Échos des Songes. Le Symbolisme à Bruxelles
Plongée dans l’imaginaire symboliste au cœur d’un écrin Art nouveau

Depuis le 29 août, la Maison Hannon accueille Échos des Songes. Le Symbolisme à Bruxelles, une exposition à découvrir jusqu’au 19 avril 2026. Quoi de plus juste, en effet, que cette demeure au décor onirique pour déployer un mouvement qui a fait de l’imaginaire et de la spiritualité son terrain d’exploration ?
En réaction au réalisme triomphant de la fin du XIXe siècle, le symbolisme s’attache à ce que l’on ne voit pas : l’âme et les émotions. Drapés flottants, paysages irréels, visages mystérieux : tout semble indiquer un ailleurs qui surpasserait notre monde.
La scénographie de l’exposition Échos des Songes, découpée en cinq thématiques – Les rimes de joie, La tempête, Les passions humaines, L’école de Platon et Devant les étoiles – invite à traverser les multiples facettes de ce courant.
La maison Hannon comme écrin parfait
Dès l’entrée, les fresques murales de Paul Baudouin enveloppent le visiteur dans un univers de songes colorés. Vitraux, arabesques et ferronneries : les détails de l’architecture de Jules Brunfaut dialoguent avec les créations symbolistes. Le lieu est une œuvre en soi, un espace où le décor semble prolonger l'exposition.

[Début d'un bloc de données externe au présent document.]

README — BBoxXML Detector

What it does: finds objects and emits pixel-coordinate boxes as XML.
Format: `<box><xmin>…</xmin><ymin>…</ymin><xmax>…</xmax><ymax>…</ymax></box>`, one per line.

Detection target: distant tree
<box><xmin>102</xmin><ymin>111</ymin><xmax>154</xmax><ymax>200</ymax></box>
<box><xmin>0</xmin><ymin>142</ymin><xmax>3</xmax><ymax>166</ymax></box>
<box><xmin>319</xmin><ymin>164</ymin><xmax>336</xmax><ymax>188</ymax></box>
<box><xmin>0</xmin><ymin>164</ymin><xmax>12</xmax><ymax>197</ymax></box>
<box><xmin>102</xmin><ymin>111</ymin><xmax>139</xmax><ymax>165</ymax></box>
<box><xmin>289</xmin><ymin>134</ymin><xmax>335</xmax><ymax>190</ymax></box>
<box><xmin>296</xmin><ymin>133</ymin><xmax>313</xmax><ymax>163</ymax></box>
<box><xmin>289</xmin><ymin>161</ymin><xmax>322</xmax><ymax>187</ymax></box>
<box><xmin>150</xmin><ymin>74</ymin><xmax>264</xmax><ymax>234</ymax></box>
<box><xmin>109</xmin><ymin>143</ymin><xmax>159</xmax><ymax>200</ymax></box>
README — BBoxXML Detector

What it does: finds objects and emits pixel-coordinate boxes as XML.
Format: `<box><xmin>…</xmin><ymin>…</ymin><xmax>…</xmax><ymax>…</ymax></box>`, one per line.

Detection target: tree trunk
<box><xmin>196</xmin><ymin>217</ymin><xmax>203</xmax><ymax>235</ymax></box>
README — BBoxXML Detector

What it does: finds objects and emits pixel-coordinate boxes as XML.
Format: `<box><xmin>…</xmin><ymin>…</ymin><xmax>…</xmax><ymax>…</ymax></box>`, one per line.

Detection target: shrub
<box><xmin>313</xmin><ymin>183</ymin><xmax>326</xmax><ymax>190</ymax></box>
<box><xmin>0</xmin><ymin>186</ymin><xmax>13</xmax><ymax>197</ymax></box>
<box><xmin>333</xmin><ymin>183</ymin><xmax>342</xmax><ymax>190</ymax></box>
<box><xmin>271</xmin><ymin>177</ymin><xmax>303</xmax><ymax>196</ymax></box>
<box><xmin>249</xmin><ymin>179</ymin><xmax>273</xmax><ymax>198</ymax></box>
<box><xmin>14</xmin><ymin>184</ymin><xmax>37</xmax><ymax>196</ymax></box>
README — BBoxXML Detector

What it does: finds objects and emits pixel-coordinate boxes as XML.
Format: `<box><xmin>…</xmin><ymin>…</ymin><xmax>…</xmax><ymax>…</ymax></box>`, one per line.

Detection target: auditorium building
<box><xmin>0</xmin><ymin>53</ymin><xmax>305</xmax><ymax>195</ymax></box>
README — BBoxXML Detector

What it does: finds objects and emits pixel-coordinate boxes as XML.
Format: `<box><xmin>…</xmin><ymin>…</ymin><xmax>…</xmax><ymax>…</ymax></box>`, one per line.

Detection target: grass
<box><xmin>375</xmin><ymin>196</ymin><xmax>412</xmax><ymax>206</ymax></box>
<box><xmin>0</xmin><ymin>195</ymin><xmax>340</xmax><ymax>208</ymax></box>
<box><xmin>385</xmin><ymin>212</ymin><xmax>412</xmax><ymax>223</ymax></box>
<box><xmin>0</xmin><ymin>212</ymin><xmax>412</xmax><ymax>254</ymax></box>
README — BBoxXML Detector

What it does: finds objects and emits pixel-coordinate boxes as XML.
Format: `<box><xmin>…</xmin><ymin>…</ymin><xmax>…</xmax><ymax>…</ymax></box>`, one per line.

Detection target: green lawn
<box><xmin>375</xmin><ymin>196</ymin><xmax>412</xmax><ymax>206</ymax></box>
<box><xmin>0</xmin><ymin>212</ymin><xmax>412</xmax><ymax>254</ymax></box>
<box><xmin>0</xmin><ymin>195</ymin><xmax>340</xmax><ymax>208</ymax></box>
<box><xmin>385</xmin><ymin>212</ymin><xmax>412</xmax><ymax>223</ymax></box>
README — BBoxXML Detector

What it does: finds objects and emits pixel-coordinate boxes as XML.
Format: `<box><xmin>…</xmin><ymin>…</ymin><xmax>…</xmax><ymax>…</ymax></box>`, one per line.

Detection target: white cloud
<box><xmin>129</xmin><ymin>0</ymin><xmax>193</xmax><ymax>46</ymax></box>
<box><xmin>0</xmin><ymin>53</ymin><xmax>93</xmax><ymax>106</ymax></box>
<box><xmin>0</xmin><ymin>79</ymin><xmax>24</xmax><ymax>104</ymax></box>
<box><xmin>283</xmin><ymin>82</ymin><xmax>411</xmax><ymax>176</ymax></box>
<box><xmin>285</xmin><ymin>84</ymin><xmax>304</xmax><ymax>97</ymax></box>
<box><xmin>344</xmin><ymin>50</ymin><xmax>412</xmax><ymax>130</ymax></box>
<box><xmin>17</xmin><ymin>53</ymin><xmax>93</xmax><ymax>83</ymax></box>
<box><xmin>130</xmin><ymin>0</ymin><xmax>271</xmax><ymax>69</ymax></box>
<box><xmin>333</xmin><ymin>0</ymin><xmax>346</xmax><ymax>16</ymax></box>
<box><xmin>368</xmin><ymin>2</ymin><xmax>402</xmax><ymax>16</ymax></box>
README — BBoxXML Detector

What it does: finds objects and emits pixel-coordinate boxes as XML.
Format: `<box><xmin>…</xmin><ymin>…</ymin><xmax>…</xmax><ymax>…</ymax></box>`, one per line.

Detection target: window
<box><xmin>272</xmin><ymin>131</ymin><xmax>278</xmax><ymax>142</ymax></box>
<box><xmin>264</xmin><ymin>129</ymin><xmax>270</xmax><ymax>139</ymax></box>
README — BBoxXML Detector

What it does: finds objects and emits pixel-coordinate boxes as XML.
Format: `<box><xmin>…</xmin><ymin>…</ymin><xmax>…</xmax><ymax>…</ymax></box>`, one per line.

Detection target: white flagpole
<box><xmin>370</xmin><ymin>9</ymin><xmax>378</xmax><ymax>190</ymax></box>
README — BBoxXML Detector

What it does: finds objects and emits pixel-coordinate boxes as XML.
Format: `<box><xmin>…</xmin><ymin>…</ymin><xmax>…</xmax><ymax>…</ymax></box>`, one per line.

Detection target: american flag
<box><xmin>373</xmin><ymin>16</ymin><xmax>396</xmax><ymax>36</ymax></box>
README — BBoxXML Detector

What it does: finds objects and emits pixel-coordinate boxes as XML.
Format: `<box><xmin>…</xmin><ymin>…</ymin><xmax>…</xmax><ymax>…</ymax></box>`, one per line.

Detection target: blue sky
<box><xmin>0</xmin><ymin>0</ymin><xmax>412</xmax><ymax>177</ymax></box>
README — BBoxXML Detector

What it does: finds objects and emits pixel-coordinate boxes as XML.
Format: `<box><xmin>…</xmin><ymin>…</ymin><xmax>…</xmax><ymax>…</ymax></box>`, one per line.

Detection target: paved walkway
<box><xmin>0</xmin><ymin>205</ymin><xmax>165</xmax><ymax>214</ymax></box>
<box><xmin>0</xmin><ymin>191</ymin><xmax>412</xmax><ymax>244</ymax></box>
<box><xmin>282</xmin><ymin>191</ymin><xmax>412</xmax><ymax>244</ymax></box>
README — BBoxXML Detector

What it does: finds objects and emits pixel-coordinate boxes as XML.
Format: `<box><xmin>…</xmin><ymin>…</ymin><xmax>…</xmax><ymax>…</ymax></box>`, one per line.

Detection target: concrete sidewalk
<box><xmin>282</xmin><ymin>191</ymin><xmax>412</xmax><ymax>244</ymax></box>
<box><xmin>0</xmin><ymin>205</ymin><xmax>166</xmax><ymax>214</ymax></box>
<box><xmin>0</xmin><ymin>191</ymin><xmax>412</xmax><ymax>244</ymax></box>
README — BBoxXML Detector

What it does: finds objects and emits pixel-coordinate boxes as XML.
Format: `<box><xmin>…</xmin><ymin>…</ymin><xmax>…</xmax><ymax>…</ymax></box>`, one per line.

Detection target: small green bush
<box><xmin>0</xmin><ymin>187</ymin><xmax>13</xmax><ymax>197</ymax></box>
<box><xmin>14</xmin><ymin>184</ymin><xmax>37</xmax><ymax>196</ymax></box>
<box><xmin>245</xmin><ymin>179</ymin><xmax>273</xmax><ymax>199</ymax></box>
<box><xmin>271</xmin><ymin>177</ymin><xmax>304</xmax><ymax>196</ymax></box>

Sur un mur, une citation de l’ancien propriétaire fustige « l’usine qui prend votre temps et vos forces… ». Elle rappelle que, face à l’industrialisation galopante de son époque, les artistes symbolistes proposaient une échappée afin de retrouver une poésie, une spiritualité et une douceur que la modernité semblait abolir.
Un peu plus loin, l’affiche du Salon des XX attire l’œil avec ses arabesques graphiques et sa typographie sinueuse. Elle témoigne de la volonté des artistes de créer une scène nouvelle, ouverte aux recherches les plus audacieuses, et rappelle combien Bruxelles était un foyer d’avant-garde.
Parmi les pièces phares de l'exposition, on trouve L’Ange des Splendeurs (1893) de Jean Delville, baigné de bleu, où se déploie une figure éthérée aux ailes immenses, presque translucides. Sa lumière froide a la force d’une apparition mystique qui nous happe dans cette réalité alternative.

Chez Fernand Khnopff, avec Acrasia (1893) et Britomart (1894), les visages vaporeux hypnotisent. Les personnages, très doux à la fois dans l'expression des visages mais aussi dans le traitement, incarnent cette volupté propre au symbolisme.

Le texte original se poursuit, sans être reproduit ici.